In convicting Earl, the jury wholly rejected this theory, and during Wednesday's sentencing, Justice Weatherill once again dismissed the idea.

“Ms. Earl's submissions at sentencing focused mainly on attempting to diminish her moral culpability and blaming Mr. Andrusko for either expressly or implicitly encouraging her to manipulate AHR's books and take AHR's money for her own use,” Justice Weatherill said.

“I reject the entirety of Ms. Earl's submission with respect to the defence theory ... They are based on the theory of a case and facts that are entirely inconsistent with the evidence at trial. Mr. Andrusko's uncontradicted evidence was that, save for some very minor transactions that he could not be sure about, the Earl payments were unauthorized and fraudulent.”

Following Wednesday morning's sentencing, Andrusko said that being accused of wrongdoing during cross-examination at trial was "probably the most hurtful thing I've ever been through."

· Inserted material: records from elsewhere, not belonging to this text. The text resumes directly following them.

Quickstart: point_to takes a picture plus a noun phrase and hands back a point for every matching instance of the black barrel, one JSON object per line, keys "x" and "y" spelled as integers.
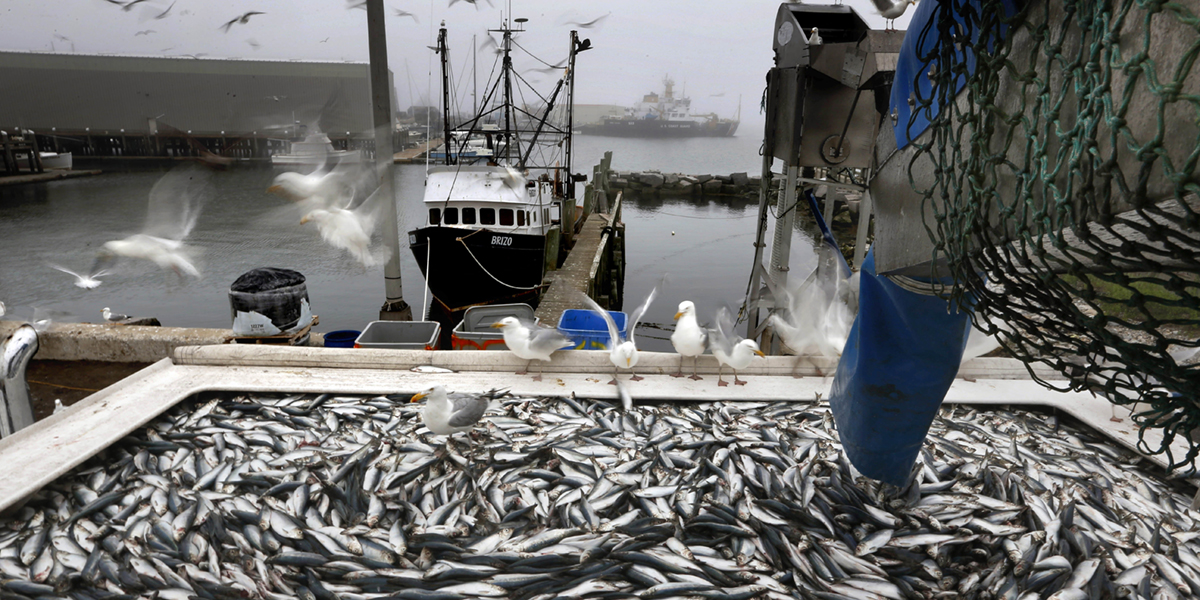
{"x": 271, "y": 292}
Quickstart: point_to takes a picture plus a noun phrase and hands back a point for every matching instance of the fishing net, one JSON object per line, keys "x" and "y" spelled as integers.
{"x": 1063, "y": 187}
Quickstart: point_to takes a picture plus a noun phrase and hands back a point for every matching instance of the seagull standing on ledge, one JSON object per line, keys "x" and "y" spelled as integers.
{"x": 892, "y": 10}
{"x": 730, "y": 348}
{"x": 448, "y": 414}
{"x": 109, "y": 316}
{"x": 531, "y": 342}
{"x": 689, "y": 339}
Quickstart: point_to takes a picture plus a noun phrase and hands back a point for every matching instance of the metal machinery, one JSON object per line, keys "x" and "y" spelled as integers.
{"x": 825, "y": 100}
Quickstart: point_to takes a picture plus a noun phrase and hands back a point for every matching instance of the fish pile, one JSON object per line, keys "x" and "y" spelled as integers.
{"x": 345, "y": 497}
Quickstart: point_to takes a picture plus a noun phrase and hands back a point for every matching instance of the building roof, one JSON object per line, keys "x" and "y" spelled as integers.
{"x": 108, "y": 93}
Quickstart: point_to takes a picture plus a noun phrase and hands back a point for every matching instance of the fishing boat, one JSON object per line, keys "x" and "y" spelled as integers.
{"x": 663, "y": 117}
{"x": 498, "y": 193}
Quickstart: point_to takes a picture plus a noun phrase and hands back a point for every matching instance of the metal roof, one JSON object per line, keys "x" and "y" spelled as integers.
{"x": 108, "y": 93}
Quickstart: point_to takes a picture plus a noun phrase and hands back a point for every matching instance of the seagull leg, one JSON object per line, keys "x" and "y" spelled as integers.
{"x": 681, "y": 367}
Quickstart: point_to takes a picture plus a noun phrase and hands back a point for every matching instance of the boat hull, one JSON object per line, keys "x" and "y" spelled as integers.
{"x": 477, "y": 267}
{"x": 660, "y": 129}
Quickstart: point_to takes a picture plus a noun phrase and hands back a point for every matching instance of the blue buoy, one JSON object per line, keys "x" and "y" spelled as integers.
{"x": 341, "y": 339}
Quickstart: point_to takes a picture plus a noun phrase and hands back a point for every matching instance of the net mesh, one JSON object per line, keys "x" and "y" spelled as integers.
{"x": 1063, "y": 192}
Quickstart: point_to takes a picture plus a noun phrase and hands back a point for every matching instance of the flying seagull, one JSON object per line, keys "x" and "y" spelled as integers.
{"x": 244, "y": 19}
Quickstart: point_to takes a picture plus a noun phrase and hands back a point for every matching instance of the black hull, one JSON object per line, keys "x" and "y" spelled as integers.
{"x": 658, "y": 129}
{"x": 465, "y": 273}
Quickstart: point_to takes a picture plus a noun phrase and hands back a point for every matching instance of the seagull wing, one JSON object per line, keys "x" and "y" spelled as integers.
{"x": 466, "y": 409}
{"x": 175, "y": 202}
{"x": 724, "y": 336}
{"x": 545, "y": 340}
{"x": 613, "y": 333}
{"x": 636, "y": 316}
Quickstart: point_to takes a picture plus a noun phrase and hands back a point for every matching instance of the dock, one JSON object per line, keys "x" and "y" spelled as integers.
{"x": 595, "y": 264}
{"x": 48, "y": 175}
{"x": 417, "y": 153}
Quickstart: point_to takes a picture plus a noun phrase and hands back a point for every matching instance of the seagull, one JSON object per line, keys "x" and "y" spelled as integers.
{"x": 588, "y": 24}
{"x": 730, "y": 348}
{"x": 244, "y": 19}
{"x": 163, "y": 13}
{"x": 343, "y": 202}
{"x": 689, "y": 339}
{"x": 892, "y": 10}
{"x": 622, "y": 353}
{"x": 85, "y": 281}
{"x": 174, "y": 207}
{"x": 109, "y": 316}
{"x": 448, "y": 414}
{"x": 531, "y": 342}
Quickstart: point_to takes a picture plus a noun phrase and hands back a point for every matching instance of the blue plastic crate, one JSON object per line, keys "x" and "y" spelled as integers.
{"x": 588, "y": 329}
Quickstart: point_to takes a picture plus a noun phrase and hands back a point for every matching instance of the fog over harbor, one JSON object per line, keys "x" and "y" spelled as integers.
{"x": 717, "y": 52}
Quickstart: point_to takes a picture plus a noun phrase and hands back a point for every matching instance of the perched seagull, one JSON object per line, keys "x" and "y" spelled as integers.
{"x": 892, "y": 10}
{"x": 531, "y": 342}
{"x": 109, "y": 316}
{"x": 85, "y": 281}
{"x": 174, "y": 207}
{"x": 448, "y": 414}
{"x": 622, "y": 352}
{"x": 689, "y": 339}
{"x": 730, "y": 348}
{"x": 244, "y": 19}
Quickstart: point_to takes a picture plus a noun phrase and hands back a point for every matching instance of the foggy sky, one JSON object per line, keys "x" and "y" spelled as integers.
{"x": 714, "y": 49}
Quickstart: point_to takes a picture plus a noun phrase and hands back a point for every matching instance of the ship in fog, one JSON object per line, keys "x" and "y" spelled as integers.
{"x": 663, "y": 117}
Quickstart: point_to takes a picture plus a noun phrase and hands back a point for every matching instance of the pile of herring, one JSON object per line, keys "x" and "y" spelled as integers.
{"x": 340, "y": 497}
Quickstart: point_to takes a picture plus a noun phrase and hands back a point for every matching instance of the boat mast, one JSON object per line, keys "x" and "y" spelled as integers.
{"x": 444, "y": 52}
{"x": 570, "y": 114}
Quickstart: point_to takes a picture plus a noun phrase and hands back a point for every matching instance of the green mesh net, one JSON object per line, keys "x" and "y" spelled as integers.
{"x": 1063, "y": 196}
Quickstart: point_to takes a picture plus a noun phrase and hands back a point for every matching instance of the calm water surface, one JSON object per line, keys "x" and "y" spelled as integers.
{"x": 706, "y": 246}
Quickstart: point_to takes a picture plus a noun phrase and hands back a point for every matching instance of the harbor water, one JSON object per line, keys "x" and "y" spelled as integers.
{"x": 703, "y": 245}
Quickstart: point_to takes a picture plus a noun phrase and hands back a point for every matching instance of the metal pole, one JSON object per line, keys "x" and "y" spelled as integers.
{"x": 394, "y": 307}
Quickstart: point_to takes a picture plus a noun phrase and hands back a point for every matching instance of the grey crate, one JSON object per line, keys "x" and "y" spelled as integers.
{"x": 400, "y": 335}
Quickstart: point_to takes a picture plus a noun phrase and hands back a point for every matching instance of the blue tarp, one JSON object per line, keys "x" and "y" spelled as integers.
{"x": 901, "y": 357}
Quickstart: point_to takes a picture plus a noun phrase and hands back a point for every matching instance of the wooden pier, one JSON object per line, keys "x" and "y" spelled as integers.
{"x": 597, "y": 263}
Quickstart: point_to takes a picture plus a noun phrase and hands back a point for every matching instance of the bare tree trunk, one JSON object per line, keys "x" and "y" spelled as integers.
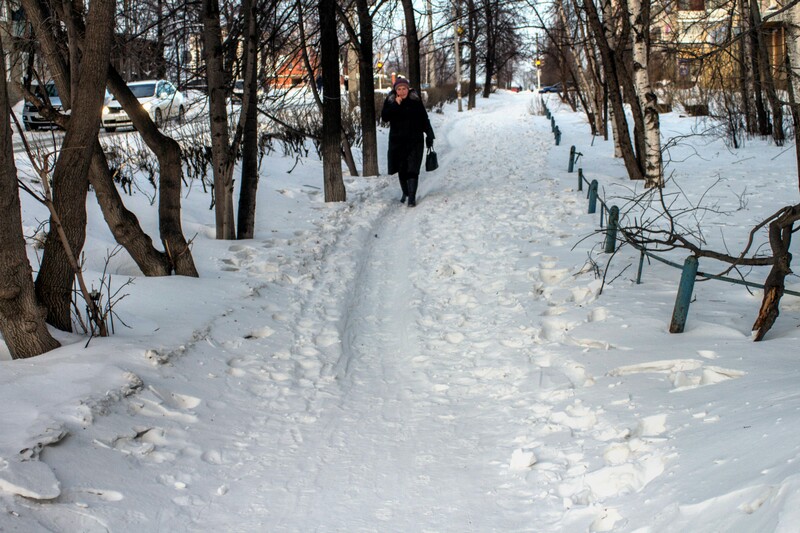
{"x": 369, "y": 142}
{"x": 768, "y": 79}
{"x": 780, "y": 239}
{"x": 625, "y": 76}
{"x": 168, "y": 153}
{"x": 753, "y": 38}
{"x": 640, "y": 25}
{"x": 610, "y": 64}
{"x": 22, "y": 321}
{"x": 746, "y": 73}
{"x": 70, "y": 176}
{"x": 491, "y": 50}
{"x": 412, "y": 43}
{"x": 218, "y": 115}
{"x": 332, "y": 106}
{"x": 472, "y": 34}
{"x": 249, "y": 176}
{"x": 122, "y": 223}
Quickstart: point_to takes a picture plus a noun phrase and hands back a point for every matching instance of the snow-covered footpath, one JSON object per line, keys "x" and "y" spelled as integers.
{"x": 369, "y": 367}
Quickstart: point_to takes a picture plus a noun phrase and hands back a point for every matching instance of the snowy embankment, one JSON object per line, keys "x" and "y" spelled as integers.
{"x": 368, "y": 367}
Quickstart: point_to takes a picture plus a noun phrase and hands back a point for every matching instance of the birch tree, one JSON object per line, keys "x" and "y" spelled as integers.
{"x": 640, "y": 25}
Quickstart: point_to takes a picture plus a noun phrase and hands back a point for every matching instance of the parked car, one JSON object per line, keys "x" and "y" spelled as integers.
{"x": 159, "y": 98}
{"x": 197, "y": 84}
{"x": 31, "y": 119}
{"x": 556, "y": 88}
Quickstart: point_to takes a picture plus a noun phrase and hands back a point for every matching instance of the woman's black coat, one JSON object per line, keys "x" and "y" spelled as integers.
{"x": 408, "y": 121}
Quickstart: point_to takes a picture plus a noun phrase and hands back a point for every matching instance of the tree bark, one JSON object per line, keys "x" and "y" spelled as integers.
{"x": 640, "y": 25}
{"x": 122, "y": 223}
{"x": 610, "y": 64}
{"x": 332, "y": 105}
{"x": 369, "y": 142}
{"x": 168, "y": 153}
{"x": 491, "y": 51}
{"x": 472, "y": 35}
{"x": 412, "y": 44}
{"x": 249, "y": 177}
{"x": 218, "y": 115}
{"x": 22, "y": 319}
{"x": 775, "y": 104}
{"x": 70, "y": 176}
{"x": 780, "y": 239}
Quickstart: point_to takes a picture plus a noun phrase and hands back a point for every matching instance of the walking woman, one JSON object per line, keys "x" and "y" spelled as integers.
{"x": 408, "y": 121}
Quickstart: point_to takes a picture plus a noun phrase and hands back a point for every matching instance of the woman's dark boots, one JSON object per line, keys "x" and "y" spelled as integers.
{"x": 412, "y": 191}
{"x": 404, "y": 187}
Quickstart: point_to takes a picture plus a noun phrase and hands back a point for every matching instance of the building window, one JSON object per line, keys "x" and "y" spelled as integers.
{"x": 692, "y": 5}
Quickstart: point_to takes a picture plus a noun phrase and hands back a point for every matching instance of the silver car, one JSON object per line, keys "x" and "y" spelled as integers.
{"x": 159, "y": 98}
{"x": 31, "y": 119}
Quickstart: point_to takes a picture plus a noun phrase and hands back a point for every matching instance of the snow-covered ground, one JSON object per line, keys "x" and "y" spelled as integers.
{"x": 364, "y": 366}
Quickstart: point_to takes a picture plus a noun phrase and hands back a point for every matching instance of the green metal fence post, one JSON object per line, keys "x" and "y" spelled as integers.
{"x": 593, "y": 197}
{"x": 611, "y": 231}
{"x": 571, "y": 165}
{"x": 684, "y": 297}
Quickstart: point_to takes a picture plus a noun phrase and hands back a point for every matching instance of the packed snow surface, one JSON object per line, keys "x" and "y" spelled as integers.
{"x": 460, "y": 366}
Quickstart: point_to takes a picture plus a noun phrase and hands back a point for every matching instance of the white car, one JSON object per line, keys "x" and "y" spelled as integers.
{"x": 159, "y": 98}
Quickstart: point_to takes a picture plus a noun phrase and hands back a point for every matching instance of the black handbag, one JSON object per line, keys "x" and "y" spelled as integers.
{"x": 431, "y": 161}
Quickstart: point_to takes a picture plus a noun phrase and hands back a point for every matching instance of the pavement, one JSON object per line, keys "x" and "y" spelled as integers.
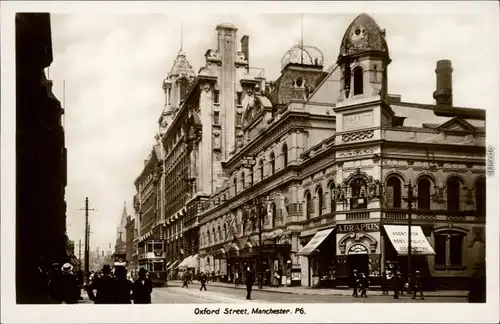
{"x": 228, "y": 294}
{"x": 300, "y": 290}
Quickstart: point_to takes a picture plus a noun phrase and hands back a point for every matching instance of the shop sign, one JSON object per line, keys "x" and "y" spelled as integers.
{"x": 360, "y": 227}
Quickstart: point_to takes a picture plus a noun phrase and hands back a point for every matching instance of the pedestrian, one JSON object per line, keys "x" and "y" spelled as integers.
{"x": 363, "y": 284}
{"x": 104, "y": 285}
{"x": 203, "y": 280}
{"x": 123, "y": 288}
{"x": 354, "y": 282}
{"x": 142, "y": 288}
{"x": 418, "y": 287}
{"x": 236, "y": 279}
{"x": 185, "y": 280}
{"x": 397, "y": 283}
{"x": 249, "y": 283}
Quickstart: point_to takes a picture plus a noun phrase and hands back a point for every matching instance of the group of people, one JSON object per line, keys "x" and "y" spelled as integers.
{"x": 116, "y": 288}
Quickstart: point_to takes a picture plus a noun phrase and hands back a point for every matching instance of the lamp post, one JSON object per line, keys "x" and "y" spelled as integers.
{"x": 410, "y": 199}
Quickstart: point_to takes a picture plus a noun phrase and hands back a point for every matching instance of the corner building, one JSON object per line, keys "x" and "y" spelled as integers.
{"x": 332, "y": 157}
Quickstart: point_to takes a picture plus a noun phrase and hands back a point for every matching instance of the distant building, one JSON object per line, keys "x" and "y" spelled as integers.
{"x": 40, "y": 159}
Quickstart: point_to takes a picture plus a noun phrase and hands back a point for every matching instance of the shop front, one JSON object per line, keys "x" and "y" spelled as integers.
{"x": 358, "y": 248}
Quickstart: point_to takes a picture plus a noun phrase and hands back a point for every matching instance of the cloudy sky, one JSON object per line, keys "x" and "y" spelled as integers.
{"x": 113, "y": 66}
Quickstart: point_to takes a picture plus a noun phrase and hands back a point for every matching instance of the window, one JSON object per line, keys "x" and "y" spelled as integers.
{"x": 216, "y": 96}
{"x": 309, "y": 206}
{"x": 424, "y": 193}
{"x": 239, "y": 95}
{"x": 271, "y": 157}
{"x": 394, "y": 189}
{"x": 453, "y": 194}
{"x": 320, "y": 201}
{"x": 216, "y": 118}
{"x": 481, "y": 197}
{"x": 284, "y": 150}
{"x": 332, "y": 195}
{"x": 358, "y": 80}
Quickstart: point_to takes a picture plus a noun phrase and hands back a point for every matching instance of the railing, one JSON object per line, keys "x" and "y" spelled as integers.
{"x": 357, "y": 215}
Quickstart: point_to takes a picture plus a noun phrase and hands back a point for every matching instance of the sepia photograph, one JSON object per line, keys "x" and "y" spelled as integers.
{"x": 253, "y": 158}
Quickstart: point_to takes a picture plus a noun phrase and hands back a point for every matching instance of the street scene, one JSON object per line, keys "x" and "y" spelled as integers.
{"x": 202, "y": 161}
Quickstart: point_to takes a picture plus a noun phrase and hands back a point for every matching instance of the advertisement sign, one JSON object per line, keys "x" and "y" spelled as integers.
{"x": 398, "y": 234}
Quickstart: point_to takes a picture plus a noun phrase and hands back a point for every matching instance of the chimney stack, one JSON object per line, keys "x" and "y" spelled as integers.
{"x": 444, "y": 88}
{"x": 244, "y": 47}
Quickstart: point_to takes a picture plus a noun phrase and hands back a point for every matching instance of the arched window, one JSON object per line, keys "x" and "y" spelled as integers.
{"x": 309, "y": 205}
{"x": 394, "y": 192}
{"x": 320, "y": 201}
{"x": 272, "y": 162}
{"x": 273, "y": 215}
{"x": 424, "y": 193}
{"x": 284, "y": 150}
{"x": 358, "y": 80}
{"x": 333, "y": 203}
{"x": 481, "y": 197}
{"x": 453, "y": 194}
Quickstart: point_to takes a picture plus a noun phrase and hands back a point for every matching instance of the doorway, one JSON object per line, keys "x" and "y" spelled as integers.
{"x": 358, "y": 262}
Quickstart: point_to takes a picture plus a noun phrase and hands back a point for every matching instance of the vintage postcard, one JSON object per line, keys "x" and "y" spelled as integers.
{"x": 250, "y": 162}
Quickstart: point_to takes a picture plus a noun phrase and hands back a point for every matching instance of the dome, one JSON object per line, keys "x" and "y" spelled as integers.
{"x": 303, "y": 54}
{"x": 363, "y": 35}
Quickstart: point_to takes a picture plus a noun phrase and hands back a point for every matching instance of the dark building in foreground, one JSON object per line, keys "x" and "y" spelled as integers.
{"x": 40, "y": 160}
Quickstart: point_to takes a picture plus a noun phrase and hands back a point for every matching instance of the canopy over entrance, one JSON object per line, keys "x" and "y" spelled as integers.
{"x": 398, "y": 235}
{"x": 315, "y": 242}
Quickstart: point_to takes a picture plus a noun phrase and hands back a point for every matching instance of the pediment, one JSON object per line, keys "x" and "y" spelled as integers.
{"x": 456, "y": 124}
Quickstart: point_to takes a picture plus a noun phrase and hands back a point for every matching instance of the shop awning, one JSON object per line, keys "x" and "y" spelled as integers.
{"x": 172, "y": 265}
{"x": 398, "y": 235}
{"x": 313, "y": 244}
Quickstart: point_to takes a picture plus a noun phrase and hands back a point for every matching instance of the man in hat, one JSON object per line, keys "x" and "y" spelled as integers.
{"x": 70, "y": 289}
{"x": 142, "y": 288}
{"x": 105, "y": 286}
{"x": 249, "y": 282}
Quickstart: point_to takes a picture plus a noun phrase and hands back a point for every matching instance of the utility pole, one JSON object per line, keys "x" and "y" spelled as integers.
{"x": 87, "y": 240}
{"x": 410, "y": 199}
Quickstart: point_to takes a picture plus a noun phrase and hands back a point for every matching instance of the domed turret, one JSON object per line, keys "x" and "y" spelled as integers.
{"x": 363, "y": 35}
{"x": 303, "y": 54}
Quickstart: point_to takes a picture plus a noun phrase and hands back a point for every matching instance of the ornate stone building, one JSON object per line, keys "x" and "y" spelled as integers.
{"x": 330, "y": 157}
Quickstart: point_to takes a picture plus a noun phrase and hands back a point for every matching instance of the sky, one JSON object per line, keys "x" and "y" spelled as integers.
{"x": 113, "y": 66}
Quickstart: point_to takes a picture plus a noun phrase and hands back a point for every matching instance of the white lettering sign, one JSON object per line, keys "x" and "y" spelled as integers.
{"x": 358, "y": 120}
{"x": 398, "y": 235}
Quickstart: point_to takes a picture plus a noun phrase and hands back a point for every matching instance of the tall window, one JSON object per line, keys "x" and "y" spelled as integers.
{"x": 273, "y": 215}
{"x": 272, "y": 162}
{"x": 309, "y": 205}
{"x": 481, "y": 197}
{"x": 394, "y": 188}
{"x": 424, "y": 193}
{"x": 216, "y": 118}
{"x": 285, "y": 155}
{"x": 320, "y": 201}
{"x": 453, "y": 194}
{"x": 358, "y": 80}
{"x": 333, "y": 203}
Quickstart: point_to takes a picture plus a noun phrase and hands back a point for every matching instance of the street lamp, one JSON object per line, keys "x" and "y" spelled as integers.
{"x": 410, "y": 199}
{"x": 255, "y": 213}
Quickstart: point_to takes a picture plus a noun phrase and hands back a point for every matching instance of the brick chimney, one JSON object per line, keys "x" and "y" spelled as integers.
{"x": 444, "y": 88}
{"x": 244, "y": 47}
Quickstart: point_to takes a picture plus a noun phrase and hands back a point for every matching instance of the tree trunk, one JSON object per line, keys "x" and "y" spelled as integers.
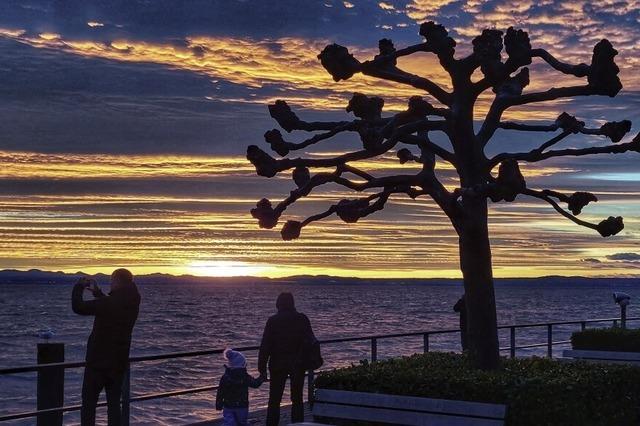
{"x": 475, "y": 263}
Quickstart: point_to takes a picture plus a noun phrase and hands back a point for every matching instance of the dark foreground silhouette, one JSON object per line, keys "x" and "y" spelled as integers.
{"x": 108, "y": 345}
{"x": 284, "y": 347}
{"x": 233, "y": 391}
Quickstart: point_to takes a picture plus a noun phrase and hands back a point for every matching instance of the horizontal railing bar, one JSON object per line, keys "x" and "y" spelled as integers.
{"x": 143, "y": 397}
{"x": 537, "y": 345}
{"x": 168, "y": 394}
{"x": 28, "y": 414}
{"x": 173, "y": 355}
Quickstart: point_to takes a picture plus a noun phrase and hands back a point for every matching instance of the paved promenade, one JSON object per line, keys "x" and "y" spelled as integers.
{"x": 258, "y": 417}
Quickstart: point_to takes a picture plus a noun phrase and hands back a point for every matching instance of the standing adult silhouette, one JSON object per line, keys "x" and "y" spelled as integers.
{"x": 108, "y": 345}
{"x": 280, "y": 350}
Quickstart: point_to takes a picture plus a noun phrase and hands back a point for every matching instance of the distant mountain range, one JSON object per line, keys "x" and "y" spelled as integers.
{"x": 37, "y": 276}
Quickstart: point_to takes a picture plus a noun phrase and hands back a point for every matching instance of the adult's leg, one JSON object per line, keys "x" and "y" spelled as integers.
{"x": 92, "y": 385}
{"x": 113, "y": 389}
{"x": 297, "y": 403}
{"x": 276, "y": 389}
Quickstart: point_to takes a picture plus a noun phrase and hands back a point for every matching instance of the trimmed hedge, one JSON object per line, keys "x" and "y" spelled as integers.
{"x": 607, "y": 339}
{"x": 537, "y": 391}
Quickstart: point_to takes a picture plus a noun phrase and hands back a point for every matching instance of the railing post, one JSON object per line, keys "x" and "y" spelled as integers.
{"x": 374, "y": 349}
{"x": 425, "y": 342}
{"x": 310, "y": 392}
{"x": 50, "y": 390}
{"x": 126, "y": 397}
{"x": 513, "y": 342}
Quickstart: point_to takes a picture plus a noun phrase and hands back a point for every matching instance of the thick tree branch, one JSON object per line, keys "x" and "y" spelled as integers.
{"x": 282, "y": 147}
{"x": 399, "y": 76}
{"x": 550, "y": 95}
{"x": 580, "y": 70}
{"x": 542, "y": 196}
{"x": 427, "y": 144}
{"x": 606, "y": 228}
{"x": 536, "y": 155}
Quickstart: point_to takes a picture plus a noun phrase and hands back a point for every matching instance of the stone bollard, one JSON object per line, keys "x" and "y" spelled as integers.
{"x": 50, "y": 383}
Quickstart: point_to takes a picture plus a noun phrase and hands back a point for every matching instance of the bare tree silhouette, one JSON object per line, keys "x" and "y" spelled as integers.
{"x": 466, "y": 206}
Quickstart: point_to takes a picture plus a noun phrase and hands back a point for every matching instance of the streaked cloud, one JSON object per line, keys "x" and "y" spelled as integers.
{"x": 124, "y": 133}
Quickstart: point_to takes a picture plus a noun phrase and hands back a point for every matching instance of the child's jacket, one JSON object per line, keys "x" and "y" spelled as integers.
{"x": 233, "y": 391}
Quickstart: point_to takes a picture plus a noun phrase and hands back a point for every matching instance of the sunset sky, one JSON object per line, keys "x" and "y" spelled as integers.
{"x": 124, "y": 124}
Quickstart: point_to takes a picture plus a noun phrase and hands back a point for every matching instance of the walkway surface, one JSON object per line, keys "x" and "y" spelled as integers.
{"x": 259, "y": 417}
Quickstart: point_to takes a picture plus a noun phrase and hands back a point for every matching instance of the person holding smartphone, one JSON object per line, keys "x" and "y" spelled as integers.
{"x": 109, "y": 342}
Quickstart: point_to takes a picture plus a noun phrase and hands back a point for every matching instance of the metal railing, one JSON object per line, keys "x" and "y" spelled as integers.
{"x": 127, "y": 399}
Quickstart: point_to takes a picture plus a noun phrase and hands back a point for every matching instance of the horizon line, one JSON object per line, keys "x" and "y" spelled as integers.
{"x": 186, "y": 275}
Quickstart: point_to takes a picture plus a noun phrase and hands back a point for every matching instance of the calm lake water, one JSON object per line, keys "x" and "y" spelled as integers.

"It was good for a judge to see through that," Andrusko said.

'Reaped the consequences'

Andrusko said that he wasn't expecting to see Earl get the full six years the Crown had sought, but he's happy with the result.

"Carey is the example of dishonesty and complete disregard for others, it's disappointing ... she was there to steal the rewards," Andrusko said. "I guess today, Carey reaped the consequences."

In a presentence report from last month, Earl admitted to defrauding AHR for her own gain due to “financial pressures at home," although she did not admit to how much she stole. She also acknowledged her actions were wrong and apologized, but Andrusko suggested the apology was self-serving, rather than sincere.

"That's how I remember Carey, she'll say what she wants when she wants," Andrusko said.

Justice Weatherill noted Earl did not have any mental health, substance abuse or gambling addictions at the time she committed her fraud that might lessen her moral culpability.

Earl's health has declined in recent years though. She has since been diagnosed with rectal cancer, along with diabetes, high blood pressure, Crohn's disease and depression. Justice Weatherill added that Earl had been bed-ridden “for extended periods of time.”

Earl had no prior credit for any time served. She'll be able to apply for full parole after serving one-third of her sentence behind bars.

Andrusko said now that the criminal matter is concluded, he'll continue to pursue civil action against Earl.